When Casey looked around the boardroom table, she saw a phalanx of the Prime Minister’s men staring back. “If you appoint a chairman who’s a current member of the executive of a political party, and a councillor who’s the prime minister’s biographer, and another councillor who has written speeches for the prime minister, then of course, you will get the strong perception of political interference,” she says.

In interviews with the Herald over the past six weeks, she has spoken frankly for the first time about the museum’s debilitating internal struggles over claims that it has misrepresented Australian history. She blames two board members – Barnett, who co-wrote a biography of John Howard, and the conservative columnist and former Howard speechwriter, Christopher Pearson – for creating a “destructive” atmosphere on the board. “There were articles in the press, extremely critical internal memos … I even had a phone call from Christopher demanding that we change a certain display in the museum. It went on and on and on.””
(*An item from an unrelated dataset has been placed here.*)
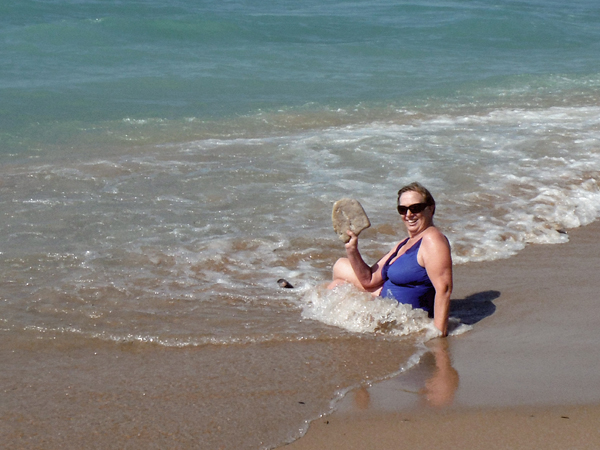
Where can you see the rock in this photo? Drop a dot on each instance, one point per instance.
(284, 283)
(348, 214)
As a citizen, this stuff horrifies me. It is deeply improper. Can’t you imagine trying to run the place with integrity?

Mark Bahnisch
Mark Bahnisch
2022 years ago

Well said, David, very well said.

Gummo Trotsky
2022 years ago

I’ve just been a’googling on this topic and found a transcript of an interview with Alan Jones on December 1st. it’s at Brendan’s web-site (http://www.dest.gov.au/Ministers/Media/Nelson/2004/12/tran011204.asp). Here’s an excerpt:

Interviewer:
Youre quite right, youre 100% correct. If literacy teaching is such a success why do universities have to set up classes in remedial grammar?

Brendan Nelson:
Well precisely. And Ive got to say Alan I have people applying for jobs with me over the years whove got blinking law degrees and the first thing Ive got to do as I go down the application is correct the spelling. Youve got to ask yourself if you want to set your kids up for failure in life, allow them to go from primary school to secondary school barely able to read.
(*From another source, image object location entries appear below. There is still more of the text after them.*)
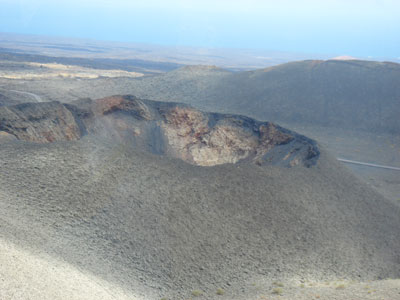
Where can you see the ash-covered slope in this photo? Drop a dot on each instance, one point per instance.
(107, 203)
(164, 128)
(344, 94)
(161, 227)
(335, 93)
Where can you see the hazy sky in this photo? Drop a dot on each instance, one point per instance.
(352, 27)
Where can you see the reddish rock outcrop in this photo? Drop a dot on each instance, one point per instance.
(172, 129)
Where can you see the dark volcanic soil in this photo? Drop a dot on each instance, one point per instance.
(162, 227)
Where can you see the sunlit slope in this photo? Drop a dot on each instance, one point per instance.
(346, 94)
(342, 94)
(157, 225)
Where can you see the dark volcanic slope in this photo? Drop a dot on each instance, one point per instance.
(342, 94)
(346, 94)
(163, 128)
(162, 227)
(151, 223)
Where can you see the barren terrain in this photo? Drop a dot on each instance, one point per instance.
(124, 198)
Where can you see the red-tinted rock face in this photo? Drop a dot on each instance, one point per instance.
(172, 129)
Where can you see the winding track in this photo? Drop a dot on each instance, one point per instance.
(367, 164)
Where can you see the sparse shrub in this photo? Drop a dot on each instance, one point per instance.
(197, 293)
(220, 292)
(277, 291)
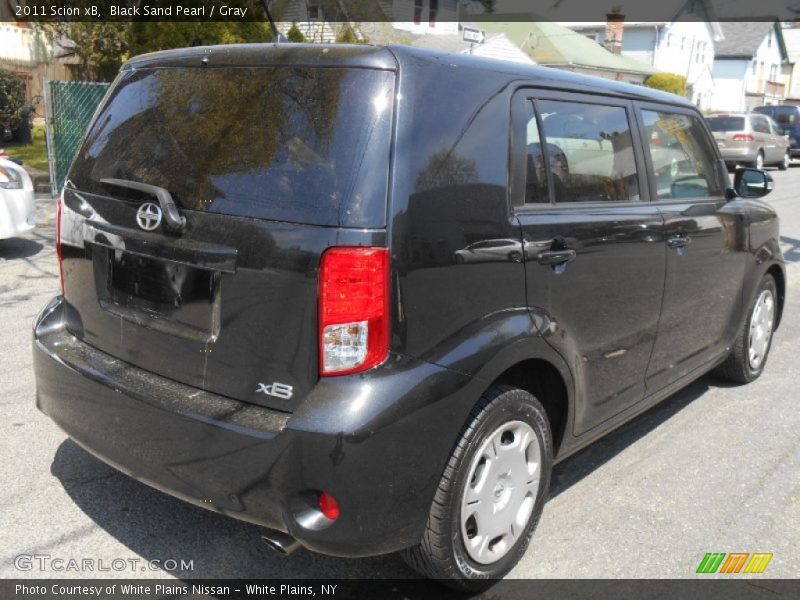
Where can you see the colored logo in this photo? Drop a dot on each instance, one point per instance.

Obviously, Brendan hasn’t been checking the applications from the people with computing degrees. Or something. But what’s really impressive is that Brendan appears to have completed 18 years of primary, secondary and university education without picking up any demonstrable analytical or reasoning skills.

You can get the official story on the inquiry at
http://www.dest.gov.au/schools/literacyinquiry/default.htm.

Alex
Alex
2022 years ago

Gummo, I would have thought the great majority of people who complete primary, secondary and university education these days have zilch “demonstrable analytical or reasoning skills”.

Gummo Trotsky
2022 years ago

Alex,

Brendan didn’t complete his education “these days”. He completed his education in “those days” before everything went to pot. I guess he bunked the clear thinking classes in Year 11 & 12 English to have a smoke behind the shelter sheds or something.

Alex
Alex
2022 years ago

Hmm, I think I must have missed them too … or maybe I completed my education *before* they were introduced. I have had to learn the little I know about clear thinking the hard way.

James Hamilton
James Hamilton
2022 years ago

I am not at all sure what Miranda Devine is doing on that board and it may be that I agree with David and others who are not happy about the appointment.
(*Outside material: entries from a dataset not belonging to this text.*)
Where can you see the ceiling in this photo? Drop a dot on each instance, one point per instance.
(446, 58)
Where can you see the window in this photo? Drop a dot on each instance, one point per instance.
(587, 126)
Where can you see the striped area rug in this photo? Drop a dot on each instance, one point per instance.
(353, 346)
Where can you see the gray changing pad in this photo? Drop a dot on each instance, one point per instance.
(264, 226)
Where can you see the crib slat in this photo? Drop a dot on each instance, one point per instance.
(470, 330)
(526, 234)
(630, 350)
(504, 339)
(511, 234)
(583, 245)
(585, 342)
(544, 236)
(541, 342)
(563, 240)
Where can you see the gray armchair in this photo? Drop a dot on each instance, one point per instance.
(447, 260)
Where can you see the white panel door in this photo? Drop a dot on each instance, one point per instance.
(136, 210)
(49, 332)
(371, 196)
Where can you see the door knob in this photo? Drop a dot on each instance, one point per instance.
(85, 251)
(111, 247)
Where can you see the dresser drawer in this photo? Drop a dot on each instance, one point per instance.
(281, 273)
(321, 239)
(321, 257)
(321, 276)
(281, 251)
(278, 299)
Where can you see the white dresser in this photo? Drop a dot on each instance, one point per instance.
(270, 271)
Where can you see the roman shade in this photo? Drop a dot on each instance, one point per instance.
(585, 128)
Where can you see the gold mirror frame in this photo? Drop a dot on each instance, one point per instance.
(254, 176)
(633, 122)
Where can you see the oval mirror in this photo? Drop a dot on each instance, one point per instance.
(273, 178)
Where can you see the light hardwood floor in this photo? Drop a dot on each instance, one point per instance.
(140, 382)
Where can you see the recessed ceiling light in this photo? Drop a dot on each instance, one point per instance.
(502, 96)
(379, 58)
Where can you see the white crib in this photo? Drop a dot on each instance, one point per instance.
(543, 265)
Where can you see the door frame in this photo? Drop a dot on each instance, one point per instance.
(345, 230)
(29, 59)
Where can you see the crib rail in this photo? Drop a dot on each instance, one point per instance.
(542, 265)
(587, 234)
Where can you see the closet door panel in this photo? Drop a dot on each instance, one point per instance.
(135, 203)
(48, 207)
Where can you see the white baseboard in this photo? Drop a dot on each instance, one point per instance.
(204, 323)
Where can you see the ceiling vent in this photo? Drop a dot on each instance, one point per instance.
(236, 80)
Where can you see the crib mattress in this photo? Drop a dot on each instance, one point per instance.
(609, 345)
David’s use of political interfence in the National Museum as an example gives me a kind of hope. Broadly speaking, if Howardarian conservatives are starting a long “march through the institutions” their attempts must be laughably amateurish when compared to what the left has achieved over the past generation. Amateurish as it is I sincerely hope there is some kind of movement taking place and the National Museum is a good place to learn and practice for the more challenging places with bigger budgets, like the ABC.

Mark Bahnisch
Mark Bahnisch
2022 years ago

James, with regard to the ABC, I guess Jonathan Shier didn’t have enough practice!

http://www.theage.com.au/articles/ 2002/06/03/1022982671211.html

trackback
2022 years ago

Research and The Devine Miss M

Over at Troppo, Mark Bahnisch writes about Miranda Divine being included on a panel to discuss the merits of whole language versus phonics in teaching chidren how to read.